Cause, Objet a, Corps, Phallus, 1963, KANT

La notion d’« objectalité » est antérieure et sous-jacente à celle d'« objectivité ». Elle n'est pas le corrélat d'une subjectivité transcendantale, mais plutôt le corrélat d’un "pathos de coupure", précise Lacan, en ce point où le formalisme logique, au sens kantien, rejoint un effet méconnu déjà présent dans la Critique de la raison pure, à savoir que le formalisme reste pétri de causalité, suspendu à une justification qu’aucun a priori ne peut réduire. La fonction de la cause demeure partout irréductible et insaisissable dans le champ de la critique. Une partie perdue de nous-même, coincée dans la machine formelle, constitue le support authentique de toute fonction de la cause.
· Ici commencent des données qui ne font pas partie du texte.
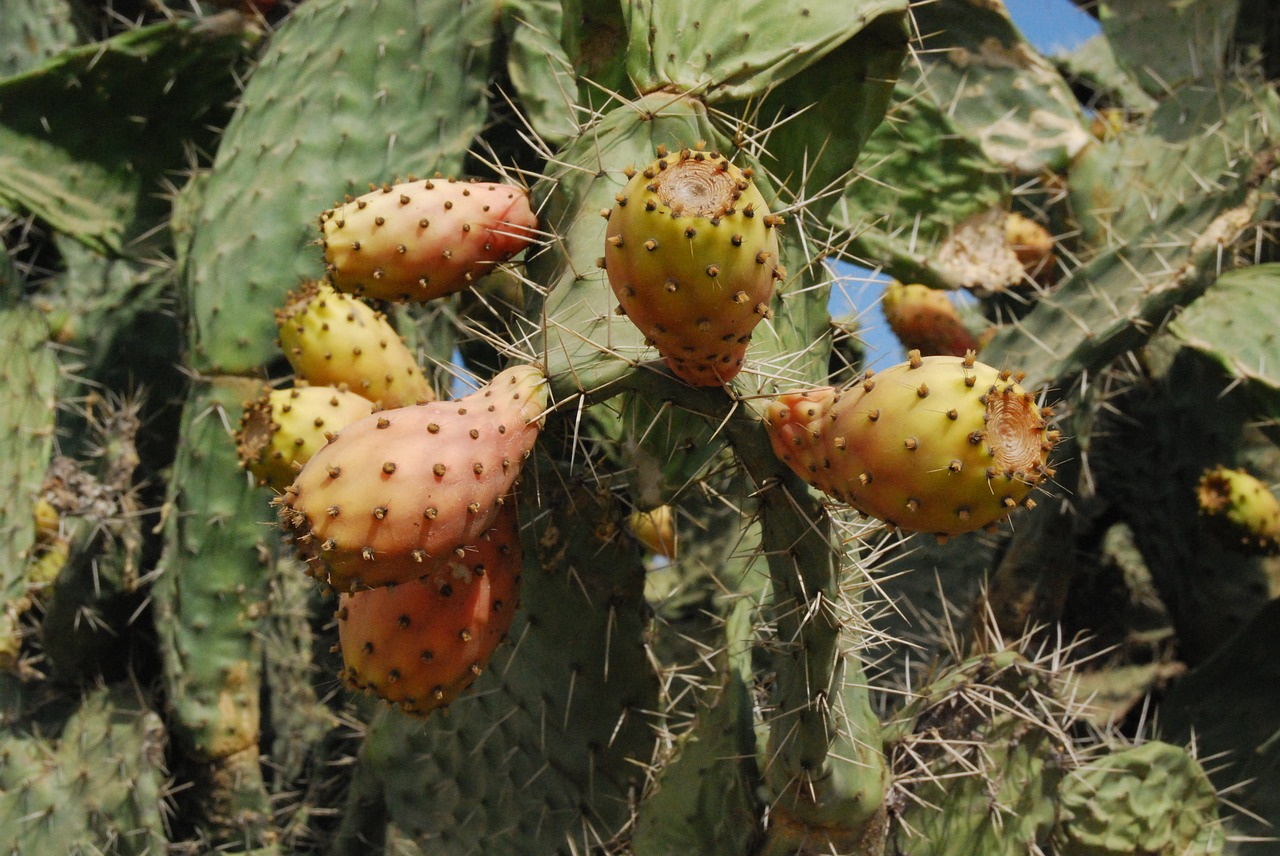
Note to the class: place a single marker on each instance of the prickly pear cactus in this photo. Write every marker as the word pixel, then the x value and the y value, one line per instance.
pixel 538 504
Cet objet perdu, cause du désir, voire par métaphore cet objet de désir que nous "sommes" pour l'autre, reste un morceau charnel quand bien même les mots prétendent viser quelque chose de plus spirituel. (Notons que si toutes les parties du corps trouvent place dans ces usages métaphoriques, l’organe sexuel masculin en est curieusement absent : ce qui connote directement le phallus y est marqué du signe -.)


"Le morceau charnel comme tel, à nous-mêmes arraché, c’est ce morceau en tant que c’est lui qui circule dans le formalisme logique tel qu’il se dégage par notre travail de l’usage du signifiant, c’est cette part de nous-même prise dans la machine, à jamais irrécupérable, cet objet comme perdu aux différents niveaux de l’expérience corporelle où se produit sa coupure, c’est lui qui est le support, le substrat authentique de toute fonction comme telle de la cause... Cette part de nous-mêmes, cette part corporelle est donc essentiellement et par fonction, partielle. Bien sûr, il convient de rappeler qu’elle est corps : que nous ne sommes objectaux - ce qui veut dire objet du désir - que comme corps. Point essentiel à rappeler, puisque c’est l’un des champs créateurs de la dénégation que de faire appel à quelque chose d’autre, à quelque substitut. C’est ce qui pourtant reste toujours et au dernier terme, désir du corps, désir du corps de l’autre, et rien que désir de son corps."